How to create a anonymous file share in Windows 2012
  02-09-2018 · 2 minute read · 415 words

After a few months of running a completely anonymous file share where files could be listed and writable by following the following guide by Nikola Radosavljevic, our security team wasn’t happy with completely anonymous file shares with both write and list ability. Security by obscurity, so it was my job to revise the share permissions and refresh my memory on how this all worked.

Group policy changes with gpedit.msc

To allow anonymous/guest access going back to Nikola’s guide above I navigated to:

Navigate to Computer Configuration => Windows Settings => Security Settings => Local Policies => Security Options and made the following changes:

- Accounts: Guest account status – change to Enabled 
- Network access: Let Everyone permissions apply to anonymous users – change to Enabled
- Network access: Restrict anonymous access to Named Pipes and Shares – change to Disabled
- Network access: Shares that can be accessed anonymously – enter name of share you created in the text field.

Steps to creating the share

  1. Create the folder you want to share.
  2. Right click on the folder Properties and click on the Sharing tab. Check off Share this folder click on Permissions. You should add the Everyone group to the groups of users. I had Full Control, Change, Read checked off but you could probably get away with lower level permissions if needed.
  3. Once you are done with that click on the Security tab and also add the Everyone group to the folder. You can choose the level of permissions you are comfortable with.

Deviation from Niola’s original guide.

These were changes that weren’t necessary to get anon working.

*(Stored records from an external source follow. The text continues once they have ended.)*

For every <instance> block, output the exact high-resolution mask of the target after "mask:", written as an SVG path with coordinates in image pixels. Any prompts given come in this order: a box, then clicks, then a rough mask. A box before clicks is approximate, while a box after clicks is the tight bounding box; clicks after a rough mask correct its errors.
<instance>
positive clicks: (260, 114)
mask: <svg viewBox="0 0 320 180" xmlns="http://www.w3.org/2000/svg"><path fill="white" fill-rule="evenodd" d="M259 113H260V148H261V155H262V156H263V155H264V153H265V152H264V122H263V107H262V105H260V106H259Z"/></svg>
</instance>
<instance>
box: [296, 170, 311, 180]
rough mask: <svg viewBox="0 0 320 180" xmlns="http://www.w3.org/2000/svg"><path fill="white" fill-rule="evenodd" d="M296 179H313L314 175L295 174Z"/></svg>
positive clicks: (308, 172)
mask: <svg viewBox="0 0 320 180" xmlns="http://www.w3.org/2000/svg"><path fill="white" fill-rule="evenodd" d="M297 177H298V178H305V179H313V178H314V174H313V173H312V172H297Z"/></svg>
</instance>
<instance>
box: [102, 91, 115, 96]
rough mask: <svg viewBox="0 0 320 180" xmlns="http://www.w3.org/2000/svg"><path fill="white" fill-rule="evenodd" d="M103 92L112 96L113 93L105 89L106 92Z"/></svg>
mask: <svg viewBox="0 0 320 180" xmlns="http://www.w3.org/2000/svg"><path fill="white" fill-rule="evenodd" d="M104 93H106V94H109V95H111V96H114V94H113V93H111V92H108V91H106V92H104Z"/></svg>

  • Since we enabled Network access: Let Everyone permissions apply to anonymous users - change to Enabled we don’t need to add the Anonymous User + guest user as shown in the guide.

Important notes

  • There are two sets of permissions, share level permissions + NTFS level permissions. You can find out more about this here
  • The permissions you set when you are sharing the folder under Advanced Sharing are known as the share level permissions.
  • The permissions under Security are the NTFS level permissions.

Mistakes I made.

If you want a user to be able to read the contents of a share or write to it, you also have to give them permissions under the Security tab of the folder which are NTFS permissions. I spent a bit of time getting frustrated at why I kept getting access denied when trying to mount the share.